We were married in 2006 but waited a year and a half to get "adjusted" to married life and our new jobs before we started trying to get pregnant. Luckily it didn't take long and in February after only a few months we found out that I was pregnant! I had always imagined myself having the "perfect pregnancy" where I gained weight only in my belly (not too much of course) and carried on with all of my normal activities and exercises right up until my due date. I was sure everything was going to be fantastic!
I started to get my first signs that things weren't going to go exactly to plan when my severe morning sickness kicked in at around 6 weeks. At our first doctor's visit I was a total wreck, I was losing weight and worried that the baby would have problems. As the doctor turned on the ultrasound and showed us the heartbeat I felt instantly relieved, that is until she showed us the SECOND heartbeat... two babies! My husband and I were in complete shock! The idea of having twins had never even crossed our minds, but we always knew we wanted more than one baby so we were thrilled to hear we'd be having two at once!
After doing some research into twin pregnancy I realized that my dream pregnancy was probably not going to happen. A twin pregnancy comes with all of the hardships of a single pregnancy, times two! I was put on bedrest at 26 weeks to stop me from going into preterm labor,something my doctors began to fear when I started experiencing contractions that would not go away. I have now been on bedrest for several weeks and will stay here until I deliver, hopefully in another 6 weeks.

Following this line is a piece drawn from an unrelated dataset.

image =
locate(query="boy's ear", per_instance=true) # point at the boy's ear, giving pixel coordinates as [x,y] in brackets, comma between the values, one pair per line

The pregnancy has not been what I imagined at all and I can certainly say I've put on weight in many more places than just my belly, but I know that everything will be worth it in the end when I see my two beautiful babies for the first time! Having multiples is definitely something that never figured into my childhood dreams of being a mother. I know that it will be so much more work, with so much more sacrifice, and so much less time for my husband and I. It has taken me time to accept all of these facts and to work them into my dreams of what life will be like once I do become a mother, but now that I know my two babies are on the way I couldn't imagine it any other way. My only wish now is that I can do as well raising my children as my mother did raising me!